Please bear in mind...

I will not be adhering to bartender rules here. In fact, I fully intend to discuss religion, politics, and economics when I feel like it. Really, I have decided to use this space as a way to talk things out, and maybe moderately entertain a couple of you.

Thursday, August 16, 2012

Why I am not Progressive

In order to understand, I'll have to define terms. Progressivism is a political ideology that was originally developed to reform political and social movemens in response to the modernization of the late 1800's. This isn't what I'm talking about. I'm talking about modern Progressivism, which really isn't all that different, only applying to current issues instead of being a reaction to industrialization, urbanization, and the big changes that we faced when growing into a world power.

It's not that I oppose a lot of the touchstone issues of modern progressives. I believe that same sex couples should have the same legal rights and privledges as standard marriages. I believe that environmental conservation is important. Social Justice issues matter deeply to me. Change in these things are ultimately beneficial and I would argue inevitable. The same sex marriage issue is more an issue of the term "marriage" than anything else, redefining all laws pertaining to marriage as laws referring to civil unions would remove any reasonable opposition to that sort of thing.

There are some things that I do disagree with. My big one is extensive unionization. It's not that I don't like the idea of unions, but I am not particularly fond with what they are. Unions in skilled jobs are nothing more the medeval trade guilds in a more modern form. Even unions in the unskilled jobs that need the collective barganing to ensure that the employee's concerns are heard can kill companies when they are too powerful relative to management or are unnecesarily adversaral. Don't believe me ask Eastern Air Lines where continued labor unrest in conjunction with tough competition led to the liquidation of the entire company (and more than twenty thousand jobs) in a matter of a couple of years. Yes, companies have an obligation to their employees, but they also have obligations to the shareholders and customers. What's best for the employees needs to be weighed against what's good for everyone else. The same is true when considering the position of consumers and the shareholders. I don't believe that political power should be used to support any one of those groups at the expense of any others.

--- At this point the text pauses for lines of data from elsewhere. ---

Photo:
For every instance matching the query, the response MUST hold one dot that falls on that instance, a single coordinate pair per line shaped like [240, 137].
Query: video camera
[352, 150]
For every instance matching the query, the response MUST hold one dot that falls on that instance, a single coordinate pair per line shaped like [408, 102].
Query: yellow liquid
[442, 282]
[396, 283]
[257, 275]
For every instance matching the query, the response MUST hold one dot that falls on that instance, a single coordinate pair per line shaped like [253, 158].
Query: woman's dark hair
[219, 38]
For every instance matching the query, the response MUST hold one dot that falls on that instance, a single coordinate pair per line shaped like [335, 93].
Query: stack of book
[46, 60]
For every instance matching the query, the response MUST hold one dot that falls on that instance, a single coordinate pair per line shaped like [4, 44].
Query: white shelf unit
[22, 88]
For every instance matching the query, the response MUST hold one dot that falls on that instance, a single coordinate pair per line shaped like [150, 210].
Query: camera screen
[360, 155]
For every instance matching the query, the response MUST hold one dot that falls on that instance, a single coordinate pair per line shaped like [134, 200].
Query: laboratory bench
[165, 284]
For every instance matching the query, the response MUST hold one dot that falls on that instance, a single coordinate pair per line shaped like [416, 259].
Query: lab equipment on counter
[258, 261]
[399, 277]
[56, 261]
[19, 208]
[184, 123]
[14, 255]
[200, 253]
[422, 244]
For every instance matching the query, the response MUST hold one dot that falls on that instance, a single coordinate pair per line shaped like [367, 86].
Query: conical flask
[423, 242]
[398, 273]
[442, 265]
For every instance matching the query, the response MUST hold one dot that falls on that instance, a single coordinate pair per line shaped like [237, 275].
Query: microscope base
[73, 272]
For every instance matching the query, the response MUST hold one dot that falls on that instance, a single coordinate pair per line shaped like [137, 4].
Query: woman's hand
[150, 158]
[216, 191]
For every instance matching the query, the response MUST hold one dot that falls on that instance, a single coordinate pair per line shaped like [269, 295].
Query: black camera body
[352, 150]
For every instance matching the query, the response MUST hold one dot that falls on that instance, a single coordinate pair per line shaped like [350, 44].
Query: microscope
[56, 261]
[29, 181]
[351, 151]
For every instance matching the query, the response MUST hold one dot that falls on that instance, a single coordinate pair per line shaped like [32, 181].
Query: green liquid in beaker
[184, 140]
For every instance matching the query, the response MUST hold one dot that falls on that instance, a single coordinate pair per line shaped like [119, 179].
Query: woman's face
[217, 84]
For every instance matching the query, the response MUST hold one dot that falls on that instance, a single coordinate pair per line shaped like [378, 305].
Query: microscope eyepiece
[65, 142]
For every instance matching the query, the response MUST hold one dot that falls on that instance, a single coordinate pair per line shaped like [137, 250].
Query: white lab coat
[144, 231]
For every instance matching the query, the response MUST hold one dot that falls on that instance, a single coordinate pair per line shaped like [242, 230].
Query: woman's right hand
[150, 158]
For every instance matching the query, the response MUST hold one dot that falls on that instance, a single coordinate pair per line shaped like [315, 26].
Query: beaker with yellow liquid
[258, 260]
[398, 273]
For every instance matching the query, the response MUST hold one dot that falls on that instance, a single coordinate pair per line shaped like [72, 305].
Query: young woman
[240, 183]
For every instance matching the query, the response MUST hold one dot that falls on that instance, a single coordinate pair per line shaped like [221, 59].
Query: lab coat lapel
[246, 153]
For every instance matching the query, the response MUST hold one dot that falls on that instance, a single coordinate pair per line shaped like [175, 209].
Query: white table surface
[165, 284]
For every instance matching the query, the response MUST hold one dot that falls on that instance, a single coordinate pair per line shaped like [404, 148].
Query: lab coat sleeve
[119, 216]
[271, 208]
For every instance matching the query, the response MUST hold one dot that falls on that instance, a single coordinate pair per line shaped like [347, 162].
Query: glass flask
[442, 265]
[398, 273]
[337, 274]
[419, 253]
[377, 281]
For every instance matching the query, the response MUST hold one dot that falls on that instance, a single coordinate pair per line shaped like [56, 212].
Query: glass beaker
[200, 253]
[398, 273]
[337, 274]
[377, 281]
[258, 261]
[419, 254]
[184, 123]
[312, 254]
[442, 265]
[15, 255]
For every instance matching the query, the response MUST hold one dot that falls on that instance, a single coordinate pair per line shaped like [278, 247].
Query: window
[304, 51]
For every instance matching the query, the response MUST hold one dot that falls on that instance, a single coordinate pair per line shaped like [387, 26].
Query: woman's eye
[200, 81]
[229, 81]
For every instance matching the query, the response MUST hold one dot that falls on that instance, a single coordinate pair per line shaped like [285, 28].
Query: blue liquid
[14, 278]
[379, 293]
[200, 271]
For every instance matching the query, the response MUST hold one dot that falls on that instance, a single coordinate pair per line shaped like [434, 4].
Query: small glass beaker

Still, even with my disagreements about unionism, universal health care, fixed rent housing, gun control, environmentalism, and the like that doesn't define my opposition to progressivism. I oppose the methodology more than anything else. The government does a lot well, but it simply does not replace other things.

The government cannot force social change. The tools of the government are repression (violence, jail time) and taxation. The government punishing people for thinking "bad" thing and rewarding them for doing "good" things is always a disaster. The fact that the government can do such a thing is bad thing. I don't care how good the change is. I don't care how much better the world can be if the change is made. The fact of the matter is that the power to define "good" and "bad" is a power that I don't trust for myself, much less anyone else. And I shudder to think what would happen if someone would decide that something that is a fundimental part of my world view is "bad".

Change on things like same sex marriage, reproductive rights, abolition of the death penalty, and immigration reform has to happen in our "marketplace of ideas" first, and follow in law only when the issue is largely settled. People have to mostly agree, or there will be horrible problems. How are those positions changed? Well, the debate we have in daily life makes those changes happen.